Here are the signatures of the get_assets
function in the WIT, core Wasm, and the tx kernel ad-hoc ABI:
Comment from the miden-base
#! Writes the assets of the currently executing note into memory starting at the specified address.
#!
#! Inputs: [dest_ptr]
#! Outputs: [num_assets, dest_ptr]
#!
#! - dest_ptr is the memory address to write the assets.
#! - num_assets is the number of assets in the currently executing note.
Wasm component function type:
get-assets: func() -> list<core-asset>;
Wasm core signature:
wasm_core_get_assets(i32) -> ()
If we add a new get_assets_count: func() -> u32;
function to the tx kernel and add the assets count
parameter to the get_assets
function (get_assets: func(assets_count: u32) -> list<core-asset>;
)
we should have everything we need to manually write the adapter function for the get_assets
function.
The list is expected to be returned by storing the pointer to its first item in a ptr
pointer
passed as an argument and item count at ptr + 4 bytes
address (ptr
points to two pointers).
We could try to recognize this Miden ABI pattern by looking at the Wasm component function type. If
the return value is a list, expect the last argument in the Wasm core(HIR) signature to be i32
(a pointer). The problem is recognizing the list count parameter in the Wasm core(HIR) signature.

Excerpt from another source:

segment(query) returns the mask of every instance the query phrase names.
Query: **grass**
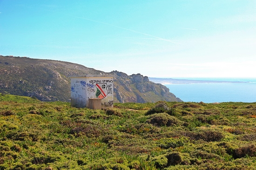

The adapter function calls allocates asset_count * item_size
memory via the realloc
call and
passes the pointer to the newly allocated memory to the tx kernel function.
Here is how the adapter function might look like in a pseudo-code for the get_assets
function:
func wasm_core_get_assets(asset_count: u32, ptr_ptr: i32) {
mem_size = asset_count * item_size;
ptr = realloc(mem_size);
(actual_asset_count, ptr) = call tx_kernel_get_assets(ptr);
assert(actual_asset_count == asset_count);
store ptr in ptr_ptr;
store account_count in ptr_ptr + 4;
}
Note
Since the get_assets
tx kernel function in the current form can trash the provided memory if
the actual assets count differs from the returned by get_assets_count
, we can introduce the
asset count parameter to the get_assets
tx kernel function and check that it the same as the
actual assets count written to memory.
The example of some functions signatures¶
add_asset
(return-via-pointer Miden ABI pattern)¶
Comment from the miden-base
#! Add the specified asset to the vault.
#!
#! Panics:
#! - If the asset is not valid.
#! - If the total value of two fungible assets is greater than or equal to 2^63.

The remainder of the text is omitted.